Eram amigos desde crianças. Tinham a mesma idade com diferença de poucos meses. A relação entre eles não era fácil, apesar de, em público, ser exuberante. Completavam-se - responsabilidade e organização de um, temeridade e repentismo do outro.
Diacutiam muitas vezes, mas não conseguiam ficar zangados mais que algumas (poucas) horas. Um começava onde o outro acabava.
Assim foi, principalmente, durante a adolescência e enquanto jovens adultos. Acabaram, como era previsível, por ter rumos de vida diferentes, mas, apesar das ausências, a sensação de afastamento entre eles não se notava.

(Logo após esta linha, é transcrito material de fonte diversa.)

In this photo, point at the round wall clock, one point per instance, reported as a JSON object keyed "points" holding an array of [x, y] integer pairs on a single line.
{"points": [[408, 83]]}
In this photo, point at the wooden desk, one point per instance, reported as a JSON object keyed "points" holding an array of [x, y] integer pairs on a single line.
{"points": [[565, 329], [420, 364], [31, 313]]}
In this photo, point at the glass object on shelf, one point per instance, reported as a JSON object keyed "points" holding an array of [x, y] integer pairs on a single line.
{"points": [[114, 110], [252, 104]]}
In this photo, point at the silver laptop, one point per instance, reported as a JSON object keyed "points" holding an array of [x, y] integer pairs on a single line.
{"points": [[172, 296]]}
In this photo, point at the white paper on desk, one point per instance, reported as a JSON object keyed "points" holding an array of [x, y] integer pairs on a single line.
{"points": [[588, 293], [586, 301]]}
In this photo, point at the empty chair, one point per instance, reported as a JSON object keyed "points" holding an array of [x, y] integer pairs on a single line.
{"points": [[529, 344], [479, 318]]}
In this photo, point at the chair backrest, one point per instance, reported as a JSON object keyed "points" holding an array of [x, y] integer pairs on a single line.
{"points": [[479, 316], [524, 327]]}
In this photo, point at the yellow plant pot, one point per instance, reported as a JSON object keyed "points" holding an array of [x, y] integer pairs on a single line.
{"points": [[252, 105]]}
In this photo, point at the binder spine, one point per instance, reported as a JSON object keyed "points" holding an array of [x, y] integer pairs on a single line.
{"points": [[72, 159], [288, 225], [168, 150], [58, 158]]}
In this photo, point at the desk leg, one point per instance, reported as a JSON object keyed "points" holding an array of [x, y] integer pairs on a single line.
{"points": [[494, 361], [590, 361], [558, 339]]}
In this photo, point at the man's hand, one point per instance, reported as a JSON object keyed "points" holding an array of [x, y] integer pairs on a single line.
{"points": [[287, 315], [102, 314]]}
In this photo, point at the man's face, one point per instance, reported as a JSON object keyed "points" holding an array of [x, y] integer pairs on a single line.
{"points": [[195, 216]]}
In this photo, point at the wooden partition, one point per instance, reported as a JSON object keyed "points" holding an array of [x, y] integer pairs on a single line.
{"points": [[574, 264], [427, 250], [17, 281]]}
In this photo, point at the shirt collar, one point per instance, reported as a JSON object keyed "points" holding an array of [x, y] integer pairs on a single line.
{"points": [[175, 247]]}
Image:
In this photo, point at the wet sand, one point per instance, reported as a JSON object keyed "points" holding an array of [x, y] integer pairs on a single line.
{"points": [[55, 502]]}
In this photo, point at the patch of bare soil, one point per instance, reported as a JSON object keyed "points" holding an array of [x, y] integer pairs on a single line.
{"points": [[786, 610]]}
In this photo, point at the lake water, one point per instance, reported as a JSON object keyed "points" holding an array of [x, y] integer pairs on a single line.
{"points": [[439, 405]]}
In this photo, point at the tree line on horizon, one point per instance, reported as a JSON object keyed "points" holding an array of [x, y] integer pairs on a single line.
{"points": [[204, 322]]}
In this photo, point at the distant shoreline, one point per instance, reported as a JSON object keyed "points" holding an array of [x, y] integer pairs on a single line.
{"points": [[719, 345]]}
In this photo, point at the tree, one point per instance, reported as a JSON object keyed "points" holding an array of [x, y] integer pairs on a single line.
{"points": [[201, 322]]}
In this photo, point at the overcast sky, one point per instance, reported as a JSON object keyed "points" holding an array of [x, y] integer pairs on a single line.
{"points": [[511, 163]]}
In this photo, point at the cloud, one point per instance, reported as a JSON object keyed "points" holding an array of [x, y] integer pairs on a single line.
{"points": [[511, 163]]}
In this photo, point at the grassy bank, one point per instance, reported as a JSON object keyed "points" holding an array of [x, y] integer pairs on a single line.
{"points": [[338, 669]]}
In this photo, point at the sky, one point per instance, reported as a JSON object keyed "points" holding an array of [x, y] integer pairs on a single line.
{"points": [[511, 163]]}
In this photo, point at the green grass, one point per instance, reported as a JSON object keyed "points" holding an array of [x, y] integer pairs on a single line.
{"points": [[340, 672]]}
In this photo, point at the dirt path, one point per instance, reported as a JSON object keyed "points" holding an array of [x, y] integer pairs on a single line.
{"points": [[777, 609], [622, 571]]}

Sempre que houvesse festas, carnavais ou outras e os dois estivessem presentes, dinamizavam o convívio como se tudo tivesse sido planeado.
Apesar de não ser do conhecimento dos amigos comuns, o Joel vivia de ajudas financeiras do João, que não pagava, mas prometia sempre pagar e... com juros.
- João, hoje pagas tu. (Como se ele, Joel, alguma vez tivesse pago).
O João, por vezes, declarava-se farto, farto de tanta leviandade.
- Eh pá! Já vais quase nos quarenta e eu não sou teu pai.
- Joãozinho, eu não sou doutor. Olha, abona aí cinco contitos. No próximo mês fazemos contas. Prometo.

Quando o Joel soube que o João ia para os Estados Unidos por três ou quatro anos, ficou preocupado. Ia ficar "a descoberto" por muito tempo.
- João, vais sentir a minha falta.
Do outro lado da linha ouviu uma gargalhada e o som de desligar.

Meses e meses passaram. Houve alguns telefonemas. Espaçados. Depois um silêncio muito prolongado. O João não foi visto em Lisboa durante mais de dois anos. E... espanto! - nem para as festas de anos da Sara!

No meio do correio diário chegou uma carta do Joel, com endereço e remetente! Tudo escrito muito certinho. Estranho! - Lá vem este gajo finalmente pedir dinheiro.
Abriu o envelope. No meio de uma folha branca A4 estava manuscrito em letras maiúsculas: SAIBA V.Exª.QUE EU VOU MORRER. Sem assinatura.
- Palerma!
E atirou a folha de papel, amarrotada, para o cesto dos papéis.
Mais ou menos um mês depois recebeu um telefonema de um amigo comum informando-o que o Joel tinha falecido nessa madrugada.
Correu para o aeroporto, sem bagagem. Chegado a Lisboa, foi directo para o velório. Entrou na igreja sem cumprimentar nenhum dos presentes. Dirigiu-se para a urna, aberta, e ficou a olhar fixamente o rosto do amigo, como que hipnotizado.
Então, a outra parte do Joel, lá em cima, na Sétima Dimensão, observou a cena e rejubilou. O cadáver abriu os olhos, como que espantado fixando o João durante quatro ou cinco segundos, fechando-os de seguida. O João, como um boneco articulado, tentou dar um passo para trás e caiu desamparado. Correram a socorrê-lo. Uma senhora comentou:
- Foi um choque para ele. Eram tão amigos.